If $( \neg p \land r ) \imp ( q \lor s )$:

  If $\neg ( ( r \imp p ) \lor ( \neg s \imp q ) )$:

    If $r \imp p$:

      $( r \imp p ) \lor ( \neg s \imp q )$.

      Contradiction.

    $\neg ( r \imp p )$.

    If $r$:

      If $\neg p$:

        $\neg p \land r$.

        $q \lor s$.

        If $\neg s$:

          If $\neg q$:

            If $q$:

              Contradiction.

            If $s$:

              Contradiction.

            Contradiction.

          $\neg \neg q$.

          $q$.

        $\neg s \imp q$.

        $( r \imp p ) \lor ( \neg s \imp q )$.

        Contradiction.

      $\neg \neg p$.

      $p$.

    $r \imp p$.

    Contradiction.

  $\neg \neg ( ( r \imp p ) \lor ( \neg s \imp q ) )$.

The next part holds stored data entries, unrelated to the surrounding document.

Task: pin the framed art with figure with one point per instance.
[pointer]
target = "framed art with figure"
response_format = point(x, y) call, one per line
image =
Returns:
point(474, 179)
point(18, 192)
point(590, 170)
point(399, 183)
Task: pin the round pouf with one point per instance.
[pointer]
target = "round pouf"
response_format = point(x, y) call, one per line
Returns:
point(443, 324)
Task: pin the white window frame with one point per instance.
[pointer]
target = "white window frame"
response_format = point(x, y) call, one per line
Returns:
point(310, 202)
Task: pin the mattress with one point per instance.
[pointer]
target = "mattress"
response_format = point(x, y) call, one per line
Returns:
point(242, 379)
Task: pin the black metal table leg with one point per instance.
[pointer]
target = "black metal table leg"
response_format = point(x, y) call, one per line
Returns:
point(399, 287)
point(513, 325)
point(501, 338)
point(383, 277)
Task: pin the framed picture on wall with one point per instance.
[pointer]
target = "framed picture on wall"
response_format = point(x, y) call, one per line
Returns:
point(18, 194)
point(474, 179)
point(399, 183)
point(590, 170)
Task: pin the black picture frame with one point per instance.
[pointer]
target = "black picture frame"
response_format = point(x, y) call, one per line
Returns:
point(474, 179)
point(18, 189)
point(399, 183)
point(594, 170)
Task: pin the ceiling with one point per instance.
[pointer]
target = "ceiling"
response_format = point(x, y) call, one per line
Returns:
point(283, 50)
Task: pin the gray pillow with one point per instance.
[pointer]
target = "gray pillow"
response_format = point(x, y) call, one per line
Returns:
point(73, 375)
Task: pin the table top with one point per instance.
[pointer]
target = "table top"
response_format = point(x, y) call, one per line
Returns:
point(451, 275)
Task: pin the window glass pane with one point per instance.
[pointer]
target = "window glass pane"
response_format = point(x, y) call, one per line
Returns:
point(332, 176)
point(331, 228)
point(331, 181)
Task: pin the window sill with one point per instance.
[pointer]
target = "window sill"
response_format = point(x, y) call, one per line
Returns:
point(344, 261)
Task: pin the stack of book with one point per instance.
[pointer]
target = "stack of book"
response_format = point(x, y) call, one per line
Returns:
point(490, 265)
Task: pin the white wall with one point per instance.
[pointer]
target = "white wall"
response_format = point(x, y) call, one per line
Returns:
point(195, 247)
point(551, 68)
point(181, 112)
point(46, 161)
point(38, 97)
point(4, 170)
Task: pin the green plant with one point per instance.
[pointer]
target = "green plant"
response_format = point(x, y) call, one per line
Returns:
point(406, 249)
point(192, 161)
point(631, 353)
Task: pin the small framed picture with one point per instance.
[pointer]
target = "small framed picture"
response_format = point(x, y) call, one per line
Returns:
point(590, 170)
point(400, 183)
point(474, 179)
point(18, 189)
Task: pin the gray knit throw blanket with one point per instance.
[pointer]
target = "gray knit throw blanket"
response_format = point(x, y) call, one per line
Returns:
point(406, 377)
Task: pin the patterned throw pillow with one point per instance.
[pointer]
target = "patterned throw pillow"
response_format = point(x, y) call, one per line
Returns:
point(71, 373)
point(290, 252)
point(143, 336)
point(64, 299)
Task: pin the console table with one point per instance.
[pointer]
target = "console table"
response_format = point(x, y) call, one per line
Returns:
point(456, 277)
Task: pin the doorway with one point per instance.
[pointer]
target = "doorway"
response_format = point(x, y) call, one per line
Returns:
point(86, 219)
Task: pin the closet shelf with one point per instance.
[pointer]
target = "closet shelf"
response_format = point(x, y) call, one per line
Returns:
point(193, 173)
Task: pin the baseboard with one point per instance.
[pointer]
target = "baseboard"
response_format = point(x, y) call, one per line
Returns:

  $( r \imp p ) \lor ( \neg s \imp q )$.

$( ( \neg p \land r ) \imp ( q \lor s ) ) \imp ( ( r \imp p ) \lor ( \neg s \imp q ) )$.

Answer 2

Here's how to do it, not in full gory detail — three of the steps below appeal to simple equivalences; each has to be expanded to establish the particular case of the cited equivalence:

$$ \begin{array}{r|ll} \text{step} & \text{Formula} & \text{How obtained} \\ \hline 1 & (\neg p \land r)\to (q \lor s ) & \text{assumption} \\ 2 & \neg(r\to p) & \text{assumption} \\ 3 & \neg s & \text{assumption} \\ 4 & r \land \neg p & \text{From 2.: $\neg(A\to B) \equiv (A\land \neg B)$} \\ 5 & \neg p \land r & \text{From 4.} \\ 6 & q\lor s & \text{From 5. and 1. by MP} \\ 7 & \neg s\to q & \text{From 6.: $(A\lor B)\equiv (\neg B\to A)$} \\ 8 & q & \text{From 3. and 7. by MP} \\ 9 & \neg s \to q& \text{From 3. and 8. — discharge 3.} \\ 10 & \neg(r\to p)\to (\neg s \to q) & \text{From 2. and 9. — discharge 2.} \\ 11 & (r\to p)\lor (\neg s \to q) & \text{From 10.: $(\neg A\to B)\equiv (A\lor B)$} \\ 12 & [(\neg p \land r)\to (q \lor s )] \longrightarrow [(r\to p)\lor (\neg s \to q)] & \text{From 1. and 11. — discharge 1.} \end{array}$$

The steps that use equivalences $(\phi\equiv\psi)$ — 4., 7. and 11. — are shorthand for a sequence of multiple steps which deduce $\psi$ from $\phi$.